Chords in a Circle

Since $\overline{AB}$ bisects $\overline{CD}$ , $CP=PD=6$ . By power of a point, $AP\cdot PB=CP\cdot PD=6\cdot 6=36$ Since $AP+PB=12$ and $AP\cdot PB=36$ , $AP=PB=6$ . Since $PA=PB=PC=PD=6$ , $A$ , $B$ , $C$ , and $D$ lie on a circle centered at $P$ with radius 6. However, since three non-collinear points define a circle, and $A$ , $B$ , $C$ , and $D$ already lie on a circle centered at $O$ , $O$ and $P$ coincide, and $OP=\boxed{0}$ .

Since $AB$ bisects $CD$ , center $O$ must lie in $AB$ . Since, $AB=CD$ , $CD$ bisects $AB$ too. Hence, they intersect at center $O$ , i.e. they both are the diameter of the circle. And hence $O$ and $P$ are the same point, implying $OP$ to be $\fbox{0}$ .

o and p coincide

As it is given that AB=CD+12 cm. So we know that equal chords are equidistant from the center. Therefore the points O(center of the circle) and P the intersection points of the two chord are same.So distance between them is 0.
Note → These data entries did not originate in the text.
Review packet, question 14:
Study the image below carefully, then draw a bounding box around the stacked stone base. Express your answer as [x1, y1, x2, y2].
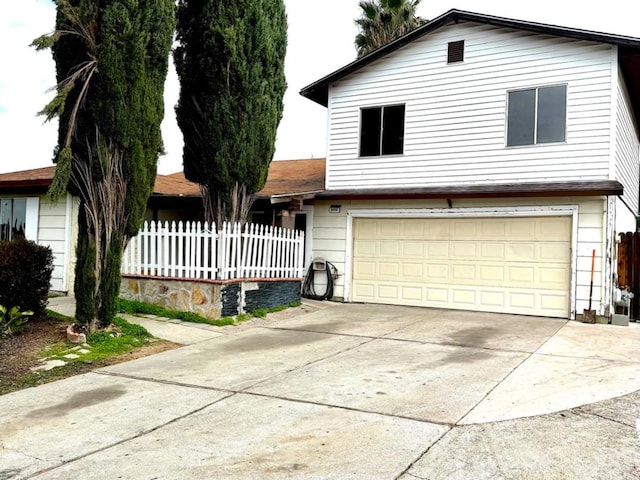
[120, 275, 302, 319]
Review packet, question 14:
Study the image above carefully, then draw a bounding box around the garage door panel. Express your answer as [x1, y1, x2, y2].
[353, 260, 378, 279]
[378, 220, 401, 239]
[507, 265, 536, 286]
[351, 217, 572, 318]
[426, 287, 449, 306]
[452, 288, 476, 306]
[506, 242, 538, 262]
[451, 265, 476, 285]
[425, 263, 449, 283]
[426, 241, 449, 260]
[400, 241, 425, 258]
[402, 263, 424, 280]
[538, 243, 571, 263]
[480, 291, 505, 309]
[378, 285, 400, 300]
[480, 242, 507, 261]
[353, 240, 378, 257]
[425, 219, 452, 240]
[452, 242, 478, 259]
[378, 240, 400, 257]
[378, 262, 402, 280]
[401, 286, 424, 303]
[452, 220, 479, 240]
[478, 265, 505, 285]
We see that for the two cords to bisect each other, they must meet at the middle, P, thus OP equals 0.

If 1 chord bisects an other chord,it has to pass through the center of the circle. Now if both are equal, they are diameters of the circle.2 diameters intersect at center i.e, o.So, o and p are the same.